Hacker News new | past | comments | ask | show | jobs | submit login

I think subqueries are a useful feature that doesn't get taught often to beginners. Using subqueries it's much easier to think clearly and intuitively. Even imperative programmers who don't have a ton of functional programming experience still understand nested function calls `f(g(h()))`. With this you don't even have to know when the different parts of a SELECT are applied, and you don't even have to know things like HAVING.



I have found Common Table Expressions -- which are slightly easier for the developer to re-order in the query -- to be even more readable than subqueries.

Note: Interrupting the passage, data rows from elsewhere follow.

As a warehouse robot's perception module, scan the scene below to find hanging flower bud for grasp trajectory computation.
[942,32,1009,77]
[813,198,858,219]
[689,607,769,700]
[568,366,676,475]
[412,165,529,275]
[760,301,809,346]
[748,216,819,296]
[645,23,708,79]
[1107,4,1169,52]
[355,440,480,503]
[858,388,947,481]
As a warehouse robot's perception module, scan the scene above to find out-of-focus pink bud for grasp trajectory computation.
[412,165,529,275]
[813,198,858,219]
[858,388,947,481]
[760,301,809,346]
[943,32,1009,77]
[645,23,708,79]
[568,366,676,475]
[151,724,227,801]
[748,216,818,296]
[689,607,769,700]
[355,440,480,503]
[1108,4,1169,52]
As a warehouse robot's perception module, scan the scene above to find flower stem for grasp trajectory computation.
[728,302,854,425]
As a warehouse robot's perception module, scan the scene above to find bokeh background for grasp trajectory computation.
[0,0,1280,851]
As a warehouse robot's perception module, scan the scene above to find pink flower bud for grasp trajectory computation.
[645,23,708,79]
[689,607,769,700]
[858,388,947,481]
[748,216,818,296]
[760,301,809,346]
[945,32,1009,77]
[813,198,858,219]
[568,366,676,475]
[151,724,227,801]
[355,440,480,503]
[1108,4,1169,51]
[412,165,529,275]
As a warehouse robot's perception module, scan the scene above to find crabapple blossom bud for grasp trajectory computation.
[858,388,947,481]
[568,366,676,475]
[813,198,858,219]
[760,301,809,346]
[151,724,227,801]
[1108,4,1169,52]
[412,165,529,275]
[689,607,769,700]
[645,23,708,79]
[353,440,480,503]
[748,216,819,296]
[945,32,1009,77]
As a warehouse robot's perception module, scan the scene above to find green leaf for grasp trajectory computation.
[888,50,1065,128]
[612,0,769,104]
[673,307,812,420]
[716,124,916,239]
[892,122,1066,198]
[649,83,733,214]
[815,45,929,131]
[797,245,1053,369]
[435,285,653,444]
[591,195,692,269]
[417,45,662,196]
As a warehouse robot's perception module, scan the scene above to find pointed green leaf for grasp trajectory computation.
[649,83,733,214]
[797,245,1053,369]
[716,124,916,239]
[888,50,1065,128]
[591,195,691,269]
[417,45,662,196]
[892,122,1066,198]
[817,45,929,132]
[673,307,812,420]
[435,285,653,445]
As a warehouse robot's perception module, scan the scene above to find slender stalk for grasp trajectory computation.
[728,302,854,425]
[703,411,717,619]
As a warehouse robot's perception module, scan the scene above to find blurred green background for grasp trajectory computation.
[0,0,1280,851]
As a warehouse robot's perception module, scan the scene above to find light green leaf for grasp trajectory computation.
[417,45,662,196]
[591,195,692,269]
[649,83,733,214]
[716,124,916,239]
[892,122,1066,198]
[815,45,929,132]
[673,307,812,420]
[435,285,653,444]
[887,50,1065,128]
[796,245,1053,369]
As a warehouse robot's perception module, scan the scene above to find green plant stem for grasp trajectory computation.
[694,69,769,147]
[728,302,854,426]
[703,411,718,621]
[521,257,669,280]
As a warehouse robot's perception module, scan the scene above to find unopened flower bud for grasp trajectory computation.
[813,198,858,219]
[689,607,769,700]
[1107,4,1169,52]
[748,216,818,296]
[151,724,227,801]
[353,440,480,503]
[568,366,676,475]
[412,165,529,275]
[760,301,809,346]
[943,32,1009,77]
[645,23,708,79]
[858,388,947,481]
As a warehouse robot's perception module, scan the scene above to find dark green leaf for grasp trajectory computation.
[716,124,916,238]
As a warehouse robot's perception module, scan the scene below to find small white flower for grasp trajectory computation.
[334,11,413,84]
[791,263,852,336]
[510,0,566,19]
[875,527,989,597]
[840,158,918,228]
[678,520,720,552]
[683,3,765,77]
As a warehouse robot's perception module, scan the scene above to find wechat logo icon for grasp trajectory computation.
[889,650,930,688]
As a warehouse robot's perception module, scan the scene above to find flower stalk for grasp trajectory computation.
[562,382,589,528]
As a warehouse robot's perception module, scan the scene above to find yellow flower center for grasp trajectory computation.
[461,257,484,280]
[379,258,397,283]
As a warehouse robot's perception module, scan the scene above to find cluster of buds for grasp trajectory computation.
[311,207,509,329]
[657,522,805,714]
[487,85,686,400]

Yes, CTE's are a much more readable than subqueries IMO. I can't really explain it but it just makes queries easier to build and read to me.


Two benefits:

1) The flow is clearer: take this, then transform this, then filter this

2) CTEs makes it easy to debug parts. You just change what you select from on the last line.

Number 2 is the kicker IMO


And this is why you should always, always have a `final` CTE and the last line should be `select * from final` so that you can easily change this.

We use a LOT of SQL at $current_dayjob and I almost always end up adding this to the queries. Clearly I need to do a better job of evangelising my approach.




Join us for AI Startup School this June 16-17 in San Francisco!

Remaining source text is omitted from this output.